Obama's announcement was meant to give manufacturing a boost in a state that has taken hits during the recession. "We're not going to turn things around overnight. A lot of jobs were lost in the textile industry and furniture making," he told 2,000 people gathered in an arena at North Carolina State University, in Raleigh.
But he expressed optimism about the prospects for change. "This can be a breakthrough year for America," he said. "The pieces are all there to start bringing back more of the jobs that we've lost over the past decade."
Obama's quick stop in North Carolina comes after the government reported last Friday that employers added just 74,000 jobs in December. The report raised fresh concerns about the pace of the economic recovery.
The unemployment rate also fell three-tenths of a percentage point, from 7 percent to 6.7 percent, its lowest level in more than five years, largely because a wave of job seekers had given up looking for work. That meant the government no longer counted them as unemployed.

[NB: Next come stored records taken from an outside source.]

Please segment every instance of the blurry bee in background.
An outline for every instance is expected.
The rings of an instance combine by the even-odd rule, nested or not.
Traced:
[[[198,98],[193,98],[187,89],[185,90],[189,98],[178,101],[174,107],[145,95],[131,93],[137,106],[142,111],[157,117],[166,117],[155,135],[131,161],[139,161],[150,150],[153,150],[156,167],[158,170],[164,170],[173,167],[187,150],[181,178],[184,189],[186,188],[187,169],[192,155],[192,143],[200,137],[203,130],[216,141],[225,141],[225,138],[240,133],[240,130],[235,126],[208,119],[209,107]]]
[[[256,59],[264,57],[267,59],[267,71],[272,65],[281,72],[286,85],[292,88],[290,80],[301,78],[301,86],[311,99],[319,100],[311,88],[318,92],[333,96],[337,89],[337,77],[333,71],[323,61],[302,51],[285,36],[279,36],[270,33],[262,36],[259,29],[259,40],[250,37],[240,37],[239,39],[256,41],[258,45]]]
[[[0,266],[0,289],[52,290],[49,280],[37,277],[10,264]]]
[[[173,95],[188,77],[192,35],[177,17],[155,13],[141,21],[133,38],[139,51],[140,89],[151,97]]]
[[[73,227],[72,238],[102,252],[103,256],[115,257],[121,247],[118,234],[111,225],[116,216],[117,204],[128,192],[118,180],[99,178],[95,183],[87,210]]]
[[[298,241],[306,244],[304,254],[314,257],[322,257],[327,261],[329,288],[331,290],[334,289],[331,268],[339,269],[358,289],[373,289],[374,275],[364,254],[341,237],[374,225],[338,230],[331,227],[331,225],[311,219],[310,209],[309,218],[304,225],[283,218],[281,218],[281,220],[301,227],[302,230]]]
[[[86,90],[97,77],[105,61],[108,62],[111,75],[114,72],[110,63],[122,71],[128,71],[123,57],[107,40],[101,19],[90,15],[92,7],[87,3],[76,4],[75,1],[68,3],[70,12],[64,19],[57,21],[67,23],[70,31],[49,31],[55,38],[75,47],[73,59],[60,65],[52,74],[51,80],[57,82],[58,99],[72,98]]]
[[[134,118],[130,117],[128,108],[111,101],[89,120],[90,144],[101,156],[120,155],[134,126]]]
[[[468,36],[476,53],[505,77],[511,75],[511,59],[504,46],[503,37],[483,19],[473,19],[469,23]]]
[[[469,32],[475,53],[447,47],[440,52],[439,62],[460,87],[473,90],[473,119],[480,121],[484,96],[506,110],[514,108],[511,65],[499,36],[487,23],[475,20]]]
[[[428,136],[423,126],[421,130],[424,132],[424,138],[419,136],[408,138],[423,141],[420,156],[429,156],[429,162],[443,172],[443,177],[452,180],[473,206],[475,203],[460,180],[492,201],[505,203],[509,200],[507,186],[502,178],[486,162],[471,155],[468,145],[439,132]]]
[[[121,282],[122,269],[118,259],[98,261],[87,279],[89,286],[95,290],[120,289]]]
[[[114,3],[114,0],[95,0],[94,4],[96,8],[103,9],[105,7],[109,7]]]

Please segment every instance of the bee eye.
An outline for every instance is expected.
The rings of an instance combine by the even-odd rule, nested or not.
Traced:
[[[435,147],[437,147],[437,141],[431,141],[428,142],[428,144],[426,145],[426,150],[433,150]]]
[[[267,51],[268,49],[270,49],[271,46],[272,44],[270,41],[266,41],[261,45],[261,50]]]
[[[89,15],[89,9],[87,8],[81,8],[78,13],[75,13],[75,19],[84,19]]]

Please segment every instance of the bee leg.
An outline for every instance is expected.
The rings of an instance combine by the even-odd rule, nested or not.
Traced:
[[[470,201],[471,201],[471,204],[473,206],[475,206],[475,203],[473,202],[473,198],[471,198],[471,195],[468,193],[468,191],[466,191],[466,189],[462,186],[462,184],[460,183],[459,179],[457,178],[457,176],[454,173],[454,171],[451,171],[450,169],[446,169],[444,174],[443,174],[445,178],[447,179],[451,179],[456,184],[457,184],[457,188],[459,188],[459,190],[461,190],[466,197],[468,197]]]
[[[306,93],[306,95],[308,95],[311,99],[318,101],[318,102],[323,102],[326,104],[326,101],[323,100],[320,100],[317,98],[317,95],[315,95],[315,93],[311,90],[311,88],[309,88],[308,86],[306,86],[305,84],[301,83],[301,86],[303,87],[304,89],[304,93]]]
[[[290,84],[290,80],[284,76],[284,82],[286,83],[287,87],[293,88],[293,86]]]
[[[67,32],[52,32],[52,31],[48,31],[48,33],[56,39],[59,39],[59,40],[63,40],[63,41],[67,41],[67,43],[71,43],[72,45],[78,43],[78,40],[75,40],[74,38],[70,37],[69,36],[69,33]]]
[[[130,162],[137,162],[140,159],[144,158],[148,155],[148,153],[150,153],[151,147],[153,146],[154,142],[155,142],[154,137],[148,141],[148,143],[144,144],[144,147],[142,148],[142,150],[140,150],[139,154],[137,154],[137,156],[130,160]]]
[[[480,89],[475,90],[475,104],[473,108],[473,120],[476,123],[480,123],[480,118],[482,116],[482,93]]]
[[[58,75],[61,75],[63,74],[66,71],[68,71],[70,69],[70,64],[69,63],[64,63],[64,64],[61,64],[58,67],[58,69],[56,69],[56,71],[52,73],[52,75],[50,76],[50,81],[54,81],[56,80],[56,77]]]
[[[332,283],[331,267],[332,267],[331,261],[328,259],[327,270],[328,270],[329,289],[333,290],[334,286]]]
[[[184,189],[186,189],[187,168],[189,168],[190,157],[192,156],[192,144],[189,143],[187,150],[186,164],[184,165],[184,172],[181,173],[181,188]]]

The White House says that since the end of the recession, manufacturing has grown at the fastest pace in more than a decade, with more than half a million jobs added in the past four years. The figure includes the addition of about 80,000 jobs in just the past five months. "Manufacturing is a bright spot in this economy," Obama said.
The president used the occasion to push Congress to reinstate long-term unemployment benefits. The program expired late last month and immediately cut off financial aid for more than 1.3 million people who have exhausted their state-paid unemployment benefits. Votes in the Senate Tuesday on a pair of Democratic-drafted proposals to reinstate the program fell short of the tally needed for passage.
"Where I can act on my own, without Congress, I'm going to do so. And today I'm here to act," Obama said to applause.
The new manufacturing institute will focus on developing the next generation of energy-efficient, high-power electronic chips and devices that will be used to help make products such as motors, consumer electronics and other devices that support the power grid. It's being steered by a consortium of 18 businesses and six universities, led by North Carolina State University.
Obama said his administration will announce two other innovation hubs in the coming weeks — one focusing on digital design and the other on lightweight metals. The program is being funded with $200 million in existing federal money.
Before his speech in Raleigh, Obama toured Vacon, a member of the consortium in nearby Durham that manufactures drives to make electric motors more energy-efficient by controlling their speed. "That means, ultimately, energy savings that we can spread across the entire economy," Obama told reporters as he toured the company in shirtsleeves.
While the economy was the reason for the president's trip, the visit wasn't without a dose of political drama.
Kay Hagan, the state's Democratic U.S. senator, did not plan to join Obama, as lawmakers often do when a president visits their turf. Her office said she would not be there because the Senate is in session, an explanation Republicans weren't buying. The GOP hopes unhappiness with Obama's health care law and Hagan's support for it will help topple her in November and help the party take back the Senate.
Hagan's decision has raised questions about whether Obama has become a liability for vulnerable Democrats facing re-election. But Obama praised her at the top of his speech, and she was likely to see him in the evening back at the White House for a private meeting with Senate Democrats.